RynnVLA-002: Unified Vision-Language-Action Model

Updated 24 November 2025

The paper introduces a unified transformer model that jointly generates action policies and simulates environmental dynamics, achieving 97.4% on the LIBERO benchmark.
RynnVLA-002 is a vision–language–action model that integrates text, image, state, and action modalities through a shared 65,536-token vocabulary for robust robotic decision-making.
It innovates with techniques such as action-attention masking and a continuous action head, which enhance training efficiency and improve real-world robotic performance.

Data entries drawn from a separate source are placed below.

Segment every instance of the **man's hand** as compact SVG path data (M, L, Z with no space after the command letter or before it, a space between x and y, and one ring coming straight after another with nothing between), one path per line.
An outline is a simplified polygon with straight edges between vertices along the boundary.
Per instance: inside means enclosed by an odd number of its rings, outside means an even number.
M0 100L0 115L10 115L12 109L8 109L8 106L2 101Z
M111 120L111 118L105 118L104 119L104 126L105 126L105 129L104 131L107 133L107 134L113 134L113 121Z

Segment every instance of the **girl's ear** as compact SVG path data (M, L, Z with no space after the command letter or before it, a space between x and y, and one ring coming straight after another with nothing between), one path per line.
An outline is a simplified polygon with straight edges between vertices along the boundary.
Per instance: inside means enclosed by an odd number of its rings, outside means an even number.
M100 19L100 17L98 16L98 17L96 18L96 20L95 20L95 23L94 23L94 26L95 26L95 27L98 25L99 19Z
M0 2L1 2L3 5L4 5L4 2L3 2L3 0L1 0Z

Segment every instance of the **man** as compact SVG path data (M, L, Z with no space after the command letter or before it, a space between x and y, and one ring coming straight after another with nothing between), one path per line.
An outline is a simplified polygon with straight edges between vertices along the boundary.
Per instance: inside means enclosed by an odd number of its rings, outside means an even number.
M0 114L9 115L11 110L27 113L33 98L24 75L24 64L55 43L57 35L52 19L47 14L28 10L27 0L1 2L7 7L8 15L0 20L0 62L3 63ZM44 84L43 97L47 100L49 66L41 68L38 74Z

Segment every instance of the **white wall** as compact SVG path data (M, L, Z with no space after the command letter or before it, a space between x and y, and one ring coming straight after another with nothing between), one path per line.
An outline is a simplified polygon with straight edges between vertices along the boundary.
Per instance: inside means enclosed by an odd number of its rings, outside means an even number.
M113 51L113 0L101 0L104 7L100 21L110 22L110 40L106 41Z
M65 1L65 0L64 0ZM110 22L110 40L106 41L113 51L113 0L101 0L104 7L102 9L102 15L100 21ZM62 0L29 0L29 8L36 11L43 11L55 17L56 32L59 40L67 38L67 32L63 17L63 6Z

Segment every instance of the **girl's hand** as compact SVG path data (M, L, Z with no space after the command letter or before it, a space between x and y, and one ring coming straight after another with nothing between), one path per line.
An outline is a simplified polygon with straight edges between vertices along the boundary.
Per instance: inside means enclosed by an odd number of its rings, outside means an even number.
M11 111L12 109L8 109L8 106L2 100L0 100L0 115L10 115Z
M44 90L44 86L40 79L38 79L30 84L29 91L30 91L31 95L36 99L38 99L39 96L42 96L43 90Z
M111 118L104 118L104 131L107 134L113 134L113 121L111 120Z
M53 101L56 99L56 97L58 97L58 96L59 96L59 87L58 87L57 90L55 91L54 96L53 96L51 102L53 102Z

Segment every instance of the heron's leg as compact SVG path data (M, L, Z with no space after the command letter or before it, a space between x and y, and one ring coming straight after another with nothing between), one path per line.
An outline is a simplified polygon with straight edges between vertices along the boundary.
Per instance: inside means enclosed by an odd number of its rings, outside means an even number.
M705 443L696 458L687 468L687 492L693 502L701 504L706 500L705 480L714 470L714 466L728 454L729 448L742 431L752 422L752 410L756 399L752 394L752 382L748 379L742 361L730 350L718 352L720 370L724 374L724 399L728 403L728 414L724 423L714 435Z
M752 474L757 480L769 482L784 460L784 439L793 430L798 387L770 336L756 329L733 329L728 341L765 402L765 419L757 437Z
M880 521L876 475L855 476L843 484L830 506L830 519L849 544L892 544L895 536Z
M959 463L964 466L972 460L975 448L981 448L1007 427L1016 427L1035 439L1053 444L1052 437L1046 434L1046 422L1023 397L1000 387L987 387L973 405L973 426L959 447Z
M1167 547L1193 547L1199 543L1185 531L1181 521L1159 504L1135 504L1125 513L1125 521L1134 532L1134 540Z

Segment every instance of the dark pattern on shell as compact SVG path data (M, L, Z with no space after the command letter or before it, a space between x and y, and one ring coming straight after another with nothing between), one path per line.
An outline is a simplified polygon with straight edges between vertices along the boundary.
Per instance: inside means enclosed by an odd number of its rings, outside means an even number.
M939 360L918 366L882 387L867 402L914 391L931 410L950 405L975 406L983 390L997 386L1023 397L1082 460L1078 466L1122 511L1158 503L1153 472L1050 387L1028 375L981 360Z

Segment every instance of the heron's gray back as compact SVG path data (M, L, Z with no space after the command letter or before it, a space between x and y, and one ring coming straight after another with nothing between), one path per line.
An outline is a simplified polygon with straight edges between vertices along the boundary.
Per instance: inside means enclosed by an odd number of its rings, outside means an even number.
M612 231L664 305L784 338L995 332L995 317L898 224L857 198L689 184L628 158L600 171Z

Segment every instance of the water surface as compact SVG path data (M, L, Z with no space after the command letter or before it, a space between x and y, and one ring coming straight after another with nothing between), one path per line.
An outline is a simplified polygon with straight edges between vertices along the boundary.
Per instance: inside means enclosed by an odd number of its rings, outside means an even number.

RynnVLA-002 is a unified Vision–Language–Action (VLA) and world model that leverages a single transformer backbone for joint action policy generation and environmental dynamics modeling. Built atop the Chameleon architecture, RynnVLA-002 processes text, images, proprioceptive states, and robot actions using a unified vocabulary of 65,536 discrete tokens, enabling multi-modal integration at the token level. The model demonstrates strong simulation and real-world performance, established empirical state-of-the-art (SOTA) on the LIBERO benchmark, and offers new techniques for action chunking, world-model integration, and action decoding. Its architecture, training methodology, loss formulation, and empirical ablations define a comprehensive framework for robotic decision-making and planning in vision-language-action settings (Cen et al., 21 Nov 2025).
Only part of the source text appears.